3. Above, Sheng Wu commented that some Marcellus yearly production profiles may be lowered due to low pricing. He may actually be more correct than he realizes. While going over individual production histories of ~250 Pennsylvania wells these past few days (pretty enlightening exercise), I was struck by just how many wells surged production in the October-December months. Often several MMcfd higher bumps. That means that these wells were obviously being somewhat restricted prior.
And THAT means that the entire premise of analyzing well productivity via production history profiles will always be somewhat dubious as the operators are controlling – at least to some degree – what the wells are able to produce.
4. The fact that Dennis has jumped into the Gas World has earned my respect. The info put out should benefit the wider audience, even with the varying (opposing?) views thusly presented.

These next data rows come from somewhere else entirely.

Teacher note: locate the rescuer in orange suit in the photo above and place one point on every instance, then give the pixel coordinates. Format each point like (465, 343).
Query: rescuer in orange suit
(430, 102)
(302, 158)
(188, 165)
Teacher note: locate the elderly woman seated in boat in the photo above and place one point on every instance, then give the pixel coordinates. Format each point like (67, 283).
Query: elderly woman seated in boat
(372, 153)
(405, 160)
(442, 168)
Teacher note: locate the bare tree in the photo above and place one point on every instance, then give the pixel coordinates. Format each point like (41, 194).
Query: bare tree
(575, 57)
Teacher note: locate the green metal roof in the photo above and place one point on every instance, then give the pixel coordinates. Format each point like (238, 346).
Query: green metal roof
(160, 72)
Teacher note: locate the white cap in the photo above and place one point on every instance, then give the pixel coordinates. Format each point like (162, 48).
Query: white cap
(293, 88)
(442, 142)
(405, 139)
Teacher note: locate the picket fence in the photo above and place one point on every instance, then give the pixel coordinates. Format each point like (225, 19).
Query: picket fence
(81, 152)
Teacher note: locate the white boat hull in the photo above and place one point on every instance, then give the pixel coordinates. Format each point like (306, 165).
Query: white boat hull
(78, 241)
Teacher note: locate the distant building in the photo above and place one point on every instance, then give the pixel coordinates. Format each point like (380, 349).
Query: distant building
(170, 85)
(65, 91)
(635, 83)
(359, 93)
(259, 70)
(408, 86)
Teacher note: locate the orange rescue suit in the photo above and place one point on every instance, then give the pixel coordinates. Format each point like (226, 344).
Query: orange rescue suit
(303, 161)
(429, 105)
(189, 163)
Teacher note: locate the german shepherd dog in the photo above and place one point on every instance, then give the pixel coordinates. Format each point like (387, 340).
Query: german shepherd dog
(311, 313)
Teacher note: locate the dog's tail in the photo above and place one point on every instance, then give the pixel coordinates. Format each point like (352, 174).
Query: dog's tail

That said, I am dismayed that he could ignore some of the outlandish things in Patzek’s paper, with the ridiculous (and easily disproven) claim of 13/14 year well life for the Marcellus wells being the most absurd. An extreme example of Patzek jumping the shark.
Oh well …
Coffeeguyzz,
Keep in mind that even dry gas wells often have liquids included either water or condensate and in a horizontal well later in life this can be problematic and stop the gas reaching the well head (or reduce the flow rate considerably). The Patzek estimate is a area average life based on a careful analysis of all the well data available at the time of the study. I personally use 20 years for average well life for these plays (Marcellus and Utica).
To put into perspective of relative size of the largest gas fields in the world.
The North Field-South Pars Joint field by Iran and Qatar producing 26.5BCFPD (Iran) and 13.5BCFPD (Qatar).
Russian’s Urengory-Yamburg (UY) could be count as one and its peak was close to 25BCFPD for couple of years in 1990s, and has maintained abover 20BCFPD till now.
There is also huge condensate giant formation below the UY (~1km) and further wet gas formation below, like Utica/Black River.
Just learnt the UY is actually a result of low maturity coal formations just below it.
Pre-shale revolution 2010, the world gas reserve , and now US shale gas reserve alone is ~ 1,000 TCF to 2,000TCF (upper)
the majority of Russia gas (red square) in Yamal region (blue-red square), and therefore the LNG route from Yamal to the world is vital to Russia and global LNG market.